Our fixation with potential exits from the EU/Eurozone began with Greece (Grexit) around 2010 and continued with Ireland, Portugal and even Spain (Spexit). The Italian president of the European Central Bank (ECB), Mario Draghi, sought to avert such crises with his ‘whatever it takes’ speech, effectively providing a verbal guarantee that acted to settle the markets.
Six years on from Draghi’s speech, the spotlight has been very much on Brexit and the state of the UK economy, rather than the state of the Eurozone. Indeed, since the referendum result, the Eurozone economy has been in something of a purple patch, putting the UK economy in the shade, and fears of Brexit-style anti-EU sentiment spreading to France and the Netherlands have failed to materialise.
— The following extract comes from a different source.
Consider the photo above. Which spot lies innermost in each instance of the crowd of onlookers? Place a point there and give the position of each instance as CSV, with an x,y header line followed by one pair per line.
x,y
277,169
However, in recent weeks some of the fundamental problems with the Eurozone have come back to the surface. Draghi’s guarantee in 2012 provided time and space to avert an immediate crisis, but the time wasn’t used to implement much-needed reforms within the bloc. When Grexit was on the agenda, some of the potential reforms being discussed included closer interaction, a banking union and greater fiscal transfers between member states. But none of this has actually been implemented.
Today, whilst the past two years have focused on the EU’s problems on its Western flank (i.e. the UK), the Eastern flank is arguably currently its biggest concern. Euroscepticism has become a major issue in places like Hungary and Poland.
Indeed, Hungary’s Prime Minister Viktor Orban recently said that Brussels is the new Moscow – inferring that it is a dictatorship against which his country has to battle. Meanwhile, Poland risks losing its EU voting rights in a dispute over issues with independence (or lack of) in its judiciary. The EU is also threatening to link budget payments to countries’ respect for the rule of law, which is causing tensions in various member states.
All of this puts the EU’s as we know it in some doubt, particularly at a time when countries like Germany have become more inward looking and therefore less likely to have an appetite for the kind of long-needed reforms, including closer integration, that France’s President Macron has recently been advocating. What is happening within Italy is also currently a considerable worry.
Italy has been in the crosshairs of financial market concerns of late due to political instability resulting from the prospect of anti-Europe, nationalist parties turning an election into a de-facto referendum on Italy’s membership of the Euro. This is fuel on the fire of ever-growing populism in Europe that will provide an ever-greater existential threat to the EU project. And it should be noted that Italy is not Greece; it is a much a larger beast as the Eurozone’s third largest economy. We know the havoc that Greece’s problems wreaked in the Eurozone – and it is a minnow compared to Italy. Late last week, political instability transferred from Italy to Spain, with the Spanish Prime Minister Mariano Rajoy being forced out of office in a motion of no confidence; further adding to uncertainty within the EU.
This month’s EU Council meeting is therefore hugely significant, and will look at some of the most pressing issues including the draft budget and needed reforms, as well as immigration and defence. One of the proposals is to reform aid arrangements, therefore moving around €30billion from eastern European countries, notably Poland and Hungary, to Spain, Greece and Italy. This is certainly a very contentious issue.
So, whilst Brexit is no doubt a significant schism that will present challenges to the Europe, it is perhaps akin to having a limb removed compared to the more fundamental problems at the heart of the bloc. Indeed, Italy was a founding member of the EU which was created as the EEC through the Treaty of Rome 1957. So, the focus in Europe will increasingly move to these issues and it will be extremely interesting to see what the next two years holds for the EU when reforms are badly-needed and the key players are increasingly less well positioned to make them.
From a Northern Ireland-perspective this means that we have a political vacuum at home, political disorder in the wider UK, and the prospect of an increasingly fragmented EU on our doorstep. When countries like America, Germany and Italy are increasingly putting their own interest firsts, it is increasingly clear that Northern Ireland needs to get its own house in order and start putting its economy and interests first.